Besoin de reconnaissance
Le club est affilié au Centre sportif italien (CSI), mais Franco se mobilise depuis longtemps pour obtenir son inscription officielle auprès de la Fédération italienne de football, au moins pour les joueurs qui sont prêtés à d’autres équipes locales.

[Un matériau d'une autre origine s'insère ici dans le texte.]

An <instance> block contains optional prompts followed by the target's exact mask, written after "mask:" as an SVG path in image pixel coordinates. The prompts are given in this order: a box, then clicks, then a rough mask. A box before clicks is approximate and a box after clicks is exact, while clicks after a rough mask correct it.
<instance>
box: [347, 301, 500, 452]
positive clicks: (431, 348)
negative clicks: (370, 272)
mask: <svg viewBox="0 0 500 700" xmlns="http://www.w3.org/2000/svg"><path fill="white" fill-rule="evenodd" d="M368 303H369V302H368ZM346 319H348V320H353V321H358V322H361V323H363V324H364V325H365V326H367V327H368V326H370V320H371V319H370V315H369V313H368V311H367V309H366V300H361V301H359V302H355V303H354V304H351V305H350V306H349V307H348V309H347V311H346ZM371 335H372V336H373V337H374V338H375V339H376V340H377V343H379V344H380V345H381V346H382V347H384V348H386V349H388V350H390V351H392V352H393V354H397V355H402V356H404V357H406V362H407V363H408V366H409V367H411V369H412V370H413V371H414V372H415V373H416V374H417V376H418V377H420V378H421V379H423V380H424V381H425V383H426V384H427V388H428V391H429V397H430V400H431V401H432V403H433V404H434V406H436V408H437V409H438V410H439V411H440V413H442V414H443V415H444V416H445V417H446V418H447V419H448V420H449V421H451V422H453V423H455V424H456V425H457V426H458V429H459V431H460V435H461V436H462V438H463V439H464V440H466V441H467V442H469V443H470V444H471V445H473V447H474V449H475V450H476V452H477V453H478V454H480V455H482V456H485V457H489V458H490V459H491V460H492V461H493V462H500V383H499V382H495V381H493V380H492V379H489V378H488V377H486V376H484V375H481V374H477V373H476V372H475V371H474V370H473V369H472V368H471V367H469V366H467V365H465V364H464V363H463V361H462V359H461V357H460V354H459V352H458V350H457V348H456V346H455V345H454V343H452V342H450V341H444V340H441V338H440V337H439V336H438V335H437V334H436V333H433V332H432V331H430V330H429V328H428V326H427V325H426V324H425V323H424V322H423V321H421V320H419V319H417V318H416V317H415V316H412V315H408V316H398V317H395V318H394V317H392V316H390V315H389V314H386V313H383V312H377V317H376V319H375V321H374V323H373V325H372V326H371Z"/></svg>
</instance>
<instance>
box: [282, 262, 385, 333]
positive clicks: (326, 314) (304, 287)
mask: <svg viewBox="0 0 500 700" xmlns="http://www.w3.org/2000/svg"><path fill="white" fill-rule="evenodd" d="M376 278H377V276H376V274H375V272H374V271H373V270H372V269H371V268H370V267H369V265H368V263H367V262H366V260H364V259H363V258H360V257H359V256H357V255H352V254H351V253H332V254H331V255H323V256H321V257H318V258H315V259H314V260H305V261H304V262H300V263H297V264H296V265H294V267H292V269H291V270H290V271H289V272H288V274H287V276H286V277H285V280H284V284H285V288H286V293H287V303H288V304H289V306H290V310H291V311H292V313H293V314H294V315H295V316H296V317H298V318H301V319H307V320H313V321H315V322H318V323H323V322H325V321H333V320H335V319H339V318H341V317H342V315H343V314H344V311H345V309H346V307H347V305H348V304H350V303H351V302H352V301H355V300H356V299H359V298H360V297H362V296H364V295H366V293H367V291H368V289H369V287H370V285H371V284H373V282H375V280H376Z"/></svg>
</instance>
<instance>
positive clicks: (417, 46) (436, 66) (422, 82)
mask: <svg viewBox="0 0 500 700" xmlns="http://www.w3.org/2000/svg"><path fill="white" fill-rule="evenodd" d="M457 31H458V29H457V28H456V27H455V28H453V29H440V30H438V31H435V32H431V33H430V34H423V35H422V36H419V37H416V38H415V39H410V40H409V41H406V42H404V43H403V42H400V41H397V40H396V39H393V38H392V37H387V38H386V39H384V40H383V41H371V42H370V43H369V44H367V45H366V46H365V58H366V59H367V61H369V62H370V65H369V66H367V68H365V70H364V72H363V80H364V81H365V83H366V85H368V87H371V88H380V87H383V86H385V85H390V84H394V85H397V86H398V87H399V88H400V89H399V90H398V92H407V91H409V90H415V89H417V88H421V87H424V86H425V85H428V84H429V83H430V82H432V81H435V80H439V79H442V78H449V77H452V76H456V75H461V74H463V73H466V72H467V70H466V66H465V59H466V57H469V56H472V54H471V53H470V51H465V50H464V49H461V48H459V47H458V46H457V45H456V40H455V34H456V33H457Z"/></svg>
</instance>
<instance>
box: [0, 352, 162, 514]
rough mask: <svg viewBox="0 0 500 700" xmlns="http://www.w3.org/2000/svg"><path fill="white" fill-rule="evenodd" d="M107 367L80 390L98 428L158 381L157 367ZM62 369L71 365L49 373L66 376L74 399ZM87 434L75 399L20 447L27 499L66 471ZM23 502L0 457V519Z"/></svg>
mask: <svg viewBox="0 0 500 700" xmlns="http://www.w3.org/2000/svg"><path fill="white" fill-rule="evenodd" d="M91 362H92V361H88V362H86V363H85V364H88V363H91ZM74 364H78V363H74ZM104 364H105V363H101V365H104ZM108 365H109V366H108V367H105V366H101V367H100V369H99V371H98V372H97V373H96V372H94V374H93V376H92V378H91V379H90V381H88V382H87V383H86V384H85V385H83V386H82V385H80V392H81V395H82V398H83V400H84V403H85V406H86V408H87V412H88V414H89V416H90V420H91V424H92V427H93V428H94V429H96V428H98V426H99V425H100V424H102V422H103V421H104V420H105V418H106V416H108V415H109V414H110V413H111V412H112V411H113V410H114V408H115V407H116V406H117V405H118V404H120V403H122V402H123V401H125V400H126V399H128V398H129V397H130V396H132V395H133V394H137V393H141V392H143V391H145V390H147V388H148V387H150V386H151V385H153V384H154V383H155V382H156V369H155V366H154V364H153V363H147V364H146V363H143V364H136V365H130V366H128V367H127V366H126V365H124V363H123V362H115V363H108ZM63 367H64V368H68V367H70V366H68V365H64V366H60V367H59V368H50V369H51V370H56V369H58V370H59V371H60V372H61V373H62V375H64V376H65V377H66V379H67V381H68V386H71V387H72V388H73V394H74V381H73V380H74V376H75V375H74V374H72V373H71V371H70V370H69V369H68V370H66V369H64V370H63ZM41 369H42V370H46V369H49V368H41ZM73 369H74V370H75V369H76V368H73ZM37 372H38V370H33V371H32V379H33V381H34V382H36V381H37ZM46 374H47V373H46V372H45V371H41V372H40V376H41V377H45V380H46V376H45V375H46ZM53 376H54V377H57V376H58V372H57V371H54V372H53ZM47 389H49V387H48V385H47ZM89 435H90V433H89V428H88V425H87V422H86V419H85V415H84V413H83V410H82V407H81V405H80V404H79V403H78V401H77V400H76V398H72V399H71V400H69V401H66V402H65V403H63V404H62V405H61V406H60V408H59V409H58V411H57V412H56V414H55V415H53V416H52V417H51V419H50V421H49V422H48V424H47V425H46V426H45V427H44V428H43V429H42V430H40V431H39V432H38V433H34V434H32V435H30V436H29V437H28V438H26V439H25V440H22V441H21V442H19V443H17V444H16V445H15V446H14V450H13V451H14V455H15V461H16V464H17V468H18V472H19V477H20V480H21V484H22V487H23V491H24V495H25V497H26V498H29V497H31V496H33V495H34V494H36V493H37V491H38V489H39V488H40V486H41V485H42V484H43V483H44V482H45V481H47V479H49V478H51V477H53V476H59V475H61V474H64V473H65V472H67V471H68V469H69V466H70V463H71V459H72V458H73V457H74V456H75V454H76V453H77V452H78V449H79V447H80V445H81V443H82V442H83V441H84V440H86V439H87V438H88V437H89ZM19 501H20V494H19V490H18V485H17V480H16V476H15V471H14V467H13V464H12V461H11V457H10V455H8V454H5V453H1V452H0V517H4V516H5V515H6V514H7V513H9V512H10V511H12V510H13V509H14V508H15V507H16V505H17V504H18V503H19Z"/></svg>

«La prochaine application du décret sur la sécurité aura pour effet que nos joueurs ne pourront plus faire de sport et notre projet pourrait cesser d’exister d’un jour à l’autre. En revanche, s’ils sont reconnus par la Fédération italienne de football, ils pourraient être domiciliés officiellement sur le terrain où ils s’entraînent», affirme Franco. Jusqu’à maintenant l’Africa Academy est parvenue à survivre financièrement grâce à des récoltes de fonds et à une contribution importante de quelques magasins qui ont offert du matériel tel que chaussures, serviettes et maillots. Mais les institutions demeurent absentes, la commune s’est contentée d’offrir son patronage. Pour remplir sa fonction de gardien de but, Antho* a souvent dû emprunter des gants à l’équipe adverse et on aurait besoin d’un minibus pour d’éventuels transports.
Sur la page Facebook du club, on trouve des messages venus directement d’Afrique. De là-bas, un supporter de cette équipe «de la diaspora» a exprimé son désir de pouvoir porter un jour ce maillot rouge orné du logo du continent africain. Des équipes semblables ont vu le jour ailleurs en Italie. Mais celle de l’Africa Academy a la particularité d’entrer parfaitement dans la ligne de la tradition cosmopolite de Livourne, une ville italienne qui n’a jamais eu de «ghetto» et où il est difficile pour quiconque de se sentir étranger.
(traduction: Claire Chimelli)
Les auteurs:
Giacomo Sini est un photographe indépendant italien, diplômé en sciences sociales de l'Université de Pise. Voyageur inconditionnel, il a traversé une cinquantaine de pays. Passionné par le Moyen-Orient et l'Asie centrale, il a photographié à plusieurs reprises les réalités des conflits en Syrie, au Liban et au Kurdistan. Il s'intéresse surtout aux récits de réfugiés dans les zones de conflit et d'après-conflit, et aux rapports interculturels. Aujourd'hui, il vit à Livourne (Italie).
Francesco Moisés Bassano, de Livourne, est un écrivain-voyageur indépendant. Il a étudié les sciences humaines à l'Université de Pise. Ses domaines de recherche sont liés aux phénomènes migratoires, aux minorités et aux identités diasporiques.
* Noms modifiés pour assurer la sécurité des réfugiés sous protection internationale et respecter leur sphère privée.